BIG DATA CONFERENCE
CTO & Co-Founder
Boostrs SAS, France
Catalin is co-founder and CTO of Boost.rs, an A.I. startup advancing the science of skills to connect people with jobs and learning. Before founding Boost.rs, Catalin led a data & analytics team within the travel industry, generating several award-winning products and outstanding research coverage (Harvard Business Review, The Economist etc). Prior to his industry experience, Catalin worked as an experimental particle physicist; his PhD thesis centered on applying AI to solving low signal-to-noise problems.
Data Science Playbook: A Step-By-Step Guide for Your Journey From Data to Insight
This workshop will cover the do’s and don’ts of working with data, from formulating insightful questions to communicating the results to specialists or non-technical public. At the end of the workshop participants will have an analysis blueprint complete with Python notebooks which they can re-purpose and apply to their own projects at work.
- Part 1: Introduction. What is data science? Three types of problems faced by every data scientist.
- Learn to recognize the type of problem to which you are confronted.

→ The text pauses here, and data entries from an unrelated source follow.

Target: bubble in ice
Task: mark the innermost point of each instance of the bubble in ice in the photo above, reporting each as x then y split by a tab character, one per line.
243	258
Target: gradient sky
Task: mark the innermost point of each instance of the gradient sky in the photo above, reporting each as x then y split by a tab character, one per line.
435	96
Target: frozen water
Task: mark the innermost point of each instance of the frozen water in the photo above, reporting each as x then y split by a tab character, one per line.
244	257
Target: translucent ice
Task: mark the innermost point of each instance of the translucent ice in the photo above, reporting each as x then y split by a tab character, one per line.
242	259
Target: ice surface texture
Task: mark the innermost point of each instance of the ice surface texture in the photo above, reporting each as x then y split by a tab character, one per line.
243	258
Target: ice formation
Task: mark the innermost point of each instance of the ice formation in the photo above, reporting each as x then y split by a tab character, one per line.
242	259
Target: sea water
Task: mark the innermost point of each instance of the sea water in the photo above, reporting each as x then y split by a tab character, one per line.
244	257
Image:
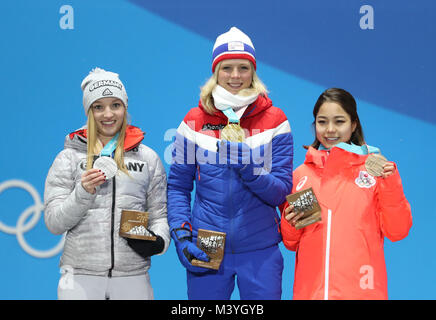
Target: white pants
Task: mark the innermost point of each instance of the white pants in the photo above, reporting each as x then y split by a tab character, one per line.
87	287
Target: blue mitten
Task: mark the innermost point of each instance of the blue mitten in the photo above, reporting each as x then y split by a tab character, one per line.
187	251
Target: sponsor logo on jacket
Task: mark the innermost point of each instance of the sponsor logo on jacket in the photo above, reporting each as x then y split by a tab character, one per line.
365	180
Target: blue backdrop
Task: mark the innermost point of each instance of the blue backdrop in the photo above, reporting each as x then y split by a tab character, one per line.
381	51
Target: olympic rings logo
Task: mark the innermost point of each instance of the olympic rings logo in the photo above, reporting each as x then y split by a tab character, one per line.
21	226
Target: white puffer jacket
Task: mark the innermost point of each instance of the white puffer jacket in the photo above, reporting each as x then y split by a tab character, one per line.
91	221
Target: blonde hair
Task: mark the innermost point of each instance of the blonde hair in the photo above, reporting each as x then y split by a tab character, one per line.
95	147
206	97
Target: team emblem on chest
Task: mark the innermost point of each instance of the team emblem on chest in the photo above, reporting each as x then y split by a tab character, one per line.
365	180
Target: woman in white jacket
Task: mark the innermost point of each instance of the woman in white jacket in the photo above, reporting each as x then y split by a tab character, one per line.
84	201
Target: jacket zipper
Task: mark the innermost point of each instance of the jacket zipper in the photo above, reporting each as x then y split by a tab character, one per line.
327	255
112	227
231	208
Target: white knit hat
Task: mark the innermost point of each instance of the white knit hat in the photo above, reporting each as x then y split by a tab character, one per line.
100	83
234	44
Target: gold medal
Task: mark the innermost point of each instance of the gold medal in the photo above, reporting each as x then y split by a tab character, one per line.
233	132
374	164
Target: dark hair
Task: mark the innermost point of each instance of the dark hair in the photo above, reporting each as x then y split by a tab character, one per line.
347	102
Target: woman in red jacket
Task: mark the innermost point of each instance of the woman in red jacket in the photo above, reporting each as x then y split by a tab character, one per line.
341	256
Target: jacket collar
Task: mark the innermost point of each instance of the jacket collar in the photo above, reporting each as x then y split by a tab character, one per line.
337	156
262	103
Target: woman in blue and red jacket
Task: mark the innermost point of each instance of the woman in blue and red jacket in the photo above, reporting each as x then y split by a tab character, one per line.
238	184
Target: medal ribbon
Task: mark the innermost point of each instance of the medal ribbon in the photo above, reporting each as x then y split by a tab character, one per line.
231	114
110	147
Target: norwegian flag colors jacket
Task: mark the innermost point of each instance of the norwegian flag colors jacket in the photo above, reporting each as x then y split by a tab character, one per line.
240	203
342	256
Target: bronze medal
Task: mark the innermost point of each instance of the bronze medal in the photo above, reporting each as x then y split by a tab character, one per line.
233	132
374	164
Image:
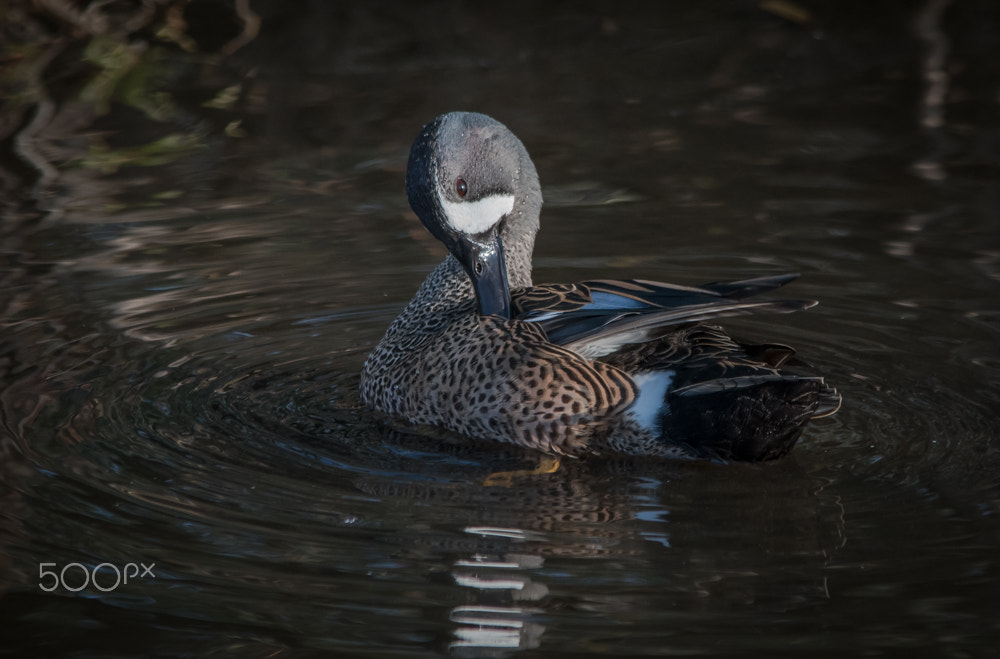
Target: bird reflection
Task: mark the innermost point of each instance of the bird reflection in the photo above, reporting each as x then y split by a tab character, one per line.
703	537
501	618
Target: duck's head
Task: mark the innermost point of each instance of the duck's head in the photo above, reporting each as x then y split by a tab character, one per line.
472	184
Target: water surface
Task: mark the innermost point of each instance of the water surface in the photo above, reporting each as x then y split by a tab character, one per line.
184	323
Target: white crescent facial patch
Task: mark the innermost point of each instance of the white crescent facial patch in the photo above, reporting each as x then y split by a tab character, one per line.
475	217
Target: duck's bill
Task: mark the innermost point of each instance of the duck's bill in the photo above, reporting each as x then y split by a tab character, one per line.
483	259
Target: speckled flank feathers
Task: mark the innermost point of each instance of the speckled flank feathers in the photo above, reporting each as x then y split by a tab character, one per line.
598	367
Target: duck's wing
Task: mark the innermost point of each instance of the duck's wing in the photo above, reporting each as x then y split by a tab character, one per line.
596	318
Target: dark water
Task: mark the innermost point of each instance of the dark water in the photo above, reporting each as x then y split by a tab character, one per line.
189	292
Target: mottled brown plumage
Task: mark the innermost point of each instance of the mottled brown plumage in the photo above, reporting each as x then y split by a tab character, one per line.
596	367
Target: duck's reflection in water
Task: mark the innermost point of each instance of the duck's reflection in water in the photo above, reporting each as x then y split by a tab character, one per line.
502	617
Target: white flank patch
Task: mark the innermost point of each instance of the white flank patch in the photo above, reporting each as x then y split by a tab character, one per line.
650	404
475	217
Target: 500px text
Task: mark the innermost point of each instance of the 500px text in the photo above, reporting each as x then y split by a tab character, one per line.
105	577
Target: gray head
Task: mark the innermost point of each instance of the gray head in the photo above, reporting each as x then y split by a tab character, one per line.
472	184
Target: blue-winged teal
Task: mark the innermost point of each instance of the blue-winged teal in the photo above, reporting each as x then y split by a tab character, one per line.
599	367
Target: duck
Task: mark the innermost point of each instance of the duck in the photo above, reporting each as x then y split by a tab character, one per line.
594	368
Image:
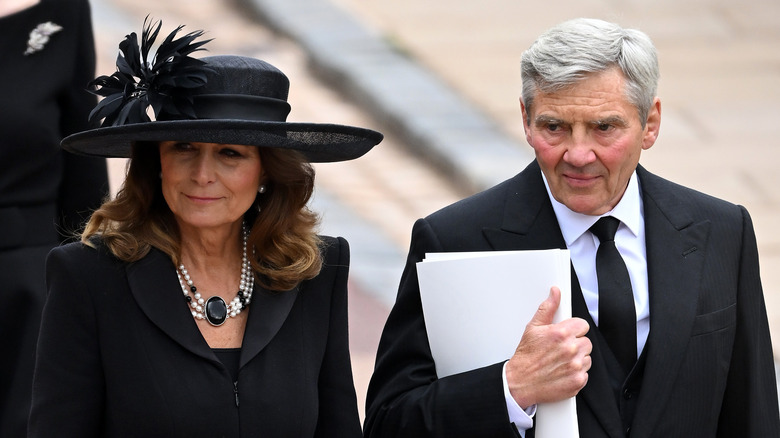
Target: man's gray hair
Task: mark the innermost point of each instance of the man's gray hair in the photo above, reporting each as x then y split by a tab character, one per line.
570	51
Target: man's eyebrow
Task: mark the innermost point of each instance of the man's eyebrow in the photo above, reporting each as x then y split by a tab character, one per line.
612	120
547	120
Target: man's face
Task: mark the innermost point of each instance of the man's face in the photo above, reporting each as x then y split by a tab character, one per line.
587	139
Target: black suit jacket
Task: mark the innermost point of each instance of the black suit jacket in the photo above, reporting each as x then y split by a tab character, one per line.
708	360
121	356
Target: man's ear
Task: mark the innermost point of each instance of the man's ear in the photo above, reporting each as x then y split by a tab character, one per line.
653	124
526	126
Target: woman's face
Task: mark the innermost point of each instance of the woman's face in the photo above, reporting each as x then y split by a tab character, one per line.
208	185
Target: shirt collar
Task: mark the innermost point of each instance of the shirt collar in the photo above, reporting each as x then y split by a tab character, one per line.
628	210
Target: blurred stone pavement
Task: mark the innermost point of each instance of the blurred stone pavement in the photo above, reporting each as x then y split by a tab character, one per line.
442	81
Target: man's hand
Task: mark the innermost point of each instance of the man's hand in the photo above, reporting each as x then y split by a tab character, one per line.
551	362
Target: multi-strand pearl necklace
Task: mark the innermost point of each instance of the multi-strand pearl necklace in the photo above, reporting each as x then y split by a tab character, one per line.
214	309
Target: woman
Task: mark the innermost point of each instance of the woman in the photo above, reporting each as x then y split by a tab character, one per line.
200	302
47	56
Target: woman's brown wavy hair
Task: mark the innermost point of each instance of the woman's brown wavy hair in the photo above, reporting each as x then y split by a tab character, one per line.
283	234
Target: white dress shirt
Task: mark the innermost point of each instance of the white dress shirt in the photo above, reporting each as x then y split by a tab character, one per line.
582	245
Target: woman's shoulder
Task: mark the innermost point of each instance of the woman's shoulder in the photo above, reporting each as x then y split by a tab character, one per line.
334	248
79	254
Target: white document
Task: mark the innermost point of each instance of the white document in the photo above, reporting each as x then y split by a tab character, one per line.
477	304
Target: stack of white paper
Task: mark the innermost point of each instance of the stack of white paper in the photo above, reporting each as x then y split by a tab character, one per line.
476	307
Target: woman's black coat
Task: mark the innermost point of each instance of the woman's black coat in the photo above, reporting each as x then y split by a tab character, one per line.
120	355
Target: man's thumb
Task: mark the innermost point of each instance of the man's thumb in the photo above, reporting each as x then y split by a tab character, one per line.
544	314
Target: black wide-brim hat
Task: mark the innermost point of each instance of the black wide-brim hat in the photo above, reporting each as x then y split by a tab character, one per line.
243	101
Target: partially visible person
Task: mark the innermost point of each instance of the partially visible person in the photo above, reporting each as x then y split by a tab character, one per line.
670	336
200	302
48	57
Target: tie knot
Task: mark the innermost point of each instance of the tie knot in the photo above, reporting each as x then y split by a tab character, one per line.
605	228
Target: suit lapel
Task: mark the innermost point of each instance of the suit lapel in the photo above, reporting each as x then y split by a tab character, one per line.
157	291
676	248
529	223
267	313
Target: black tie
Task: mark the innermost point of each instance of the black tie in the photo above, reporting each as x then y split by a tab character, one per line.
617	316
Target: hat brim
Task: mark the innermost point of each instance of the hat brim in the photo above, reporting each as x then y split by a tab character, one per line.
319	143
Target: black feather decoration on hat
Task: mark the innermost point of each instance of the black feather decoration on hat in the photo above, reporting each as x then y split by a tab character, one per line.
165	85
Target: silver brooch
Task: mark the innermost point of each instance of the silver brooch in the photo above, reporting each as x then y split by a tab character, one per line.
40	36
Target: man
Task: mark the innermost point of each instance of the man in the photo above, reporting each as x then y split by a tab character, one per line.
679	347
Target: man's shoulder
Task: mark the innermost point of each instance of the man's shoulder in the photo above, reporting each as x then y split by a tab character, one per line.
657	187
478	207
682	202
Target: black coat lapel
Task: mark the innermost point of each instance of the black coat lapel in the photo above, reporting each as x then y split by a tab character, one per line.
676	246
156	288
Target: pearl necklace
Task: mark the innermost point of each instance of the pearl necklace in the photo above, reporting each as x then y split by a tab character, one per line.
215	310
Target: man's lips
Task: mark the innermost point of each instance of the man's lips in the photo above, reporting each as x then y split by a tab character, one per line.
577	180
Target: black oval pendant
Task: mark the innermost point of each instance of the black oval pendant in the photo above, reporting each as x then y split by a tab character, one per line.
216	311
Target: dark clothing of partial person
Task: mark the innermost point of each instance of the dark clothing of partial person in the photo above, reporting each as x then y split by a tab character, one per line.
123	337
706	370
45	193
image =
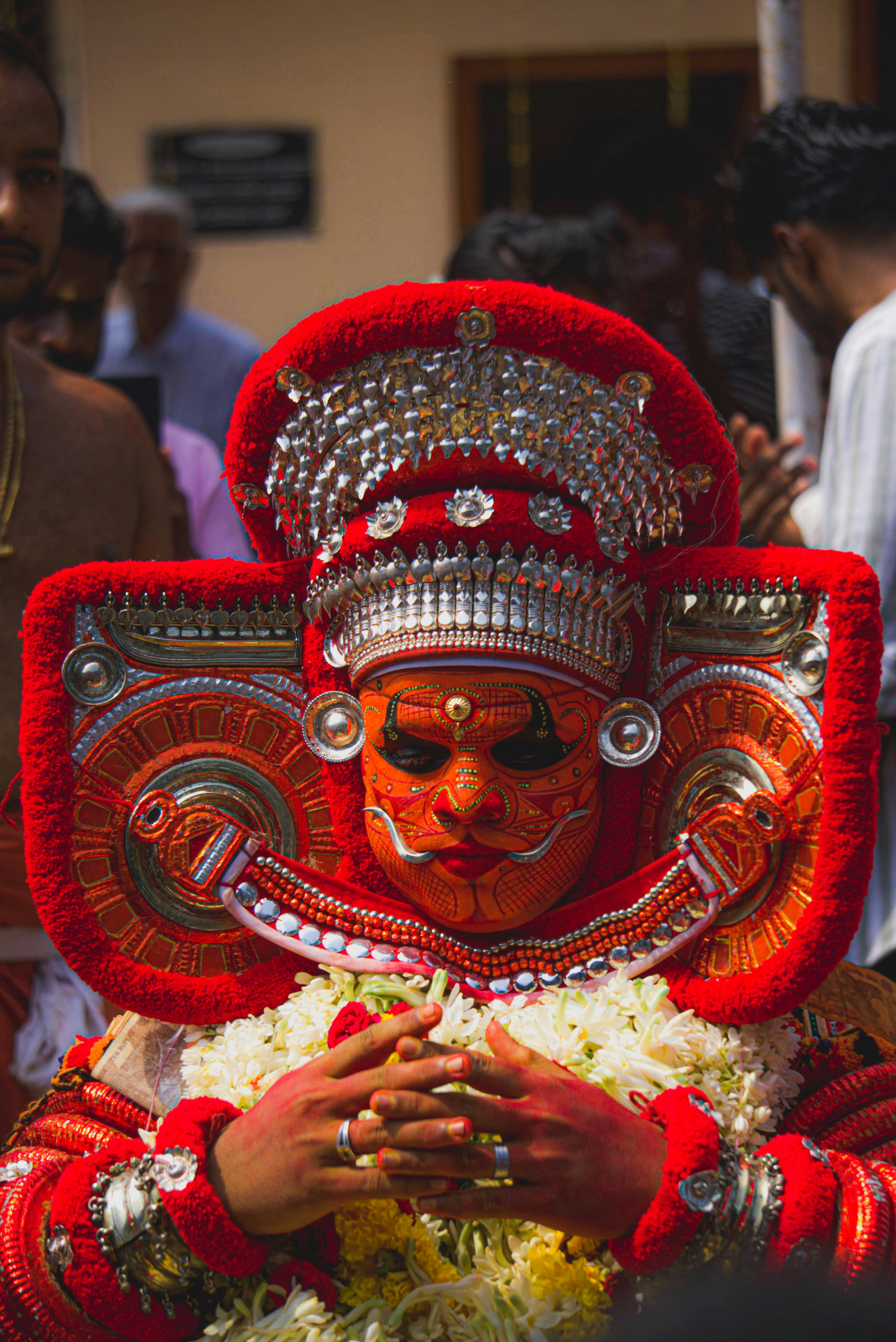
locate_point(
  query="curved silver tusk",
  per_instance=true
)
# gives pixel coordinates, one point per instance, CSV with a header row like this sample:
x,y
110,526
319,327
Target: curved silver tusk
x,y
537,854
398,842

- Take an object-oriented approach to data analysis: the O-V-V-D framework.
- Part 2: Data gathering / cleaning / wrangling.
- Prepare the data. Avoid the GIGO myth.
- Perform exploratory analysis. Learn guidelines for outlier treatment.
- Part 3: Feature engineering.
- Define variable types and variable combinations (linear and non-linear).
- Perform correlation analysis.
- Part 4: Multi-variate analysis: regression and classification.
- Perform linear regression. Quantify predictor importance. Learn to incorporate fixed effects.
- Perform non-linear techniques. Compare the results obtained from different techniques.
- Part 5: Prediction using multi-variate models.
- Quantify model accuracy.
- Create a “money plot”. Perform final cross checks and verify the robustness of the results.
- Part 6: Result visualization and communication
- Learn several guidelines for making great charts.
- Make your results work for you through data marketing and thought leadership.
The main goal of this workshop is to introduce participants to a useful framework for data analysis and to teach them how to solve various challenges inherent to data-related activities in business.
The target audience includes data scientists, aspiring data scientists, and anyone interested in working with data in a business environment.
Anaconda environment with Python 3.7 or above.
- Basic Python programming or some other programming language
- Basic statistics: calculating averages and standard deviations, representing basic histograms
Professional experience: participants occupy or have occupied a data-related role, preferably in a business setting.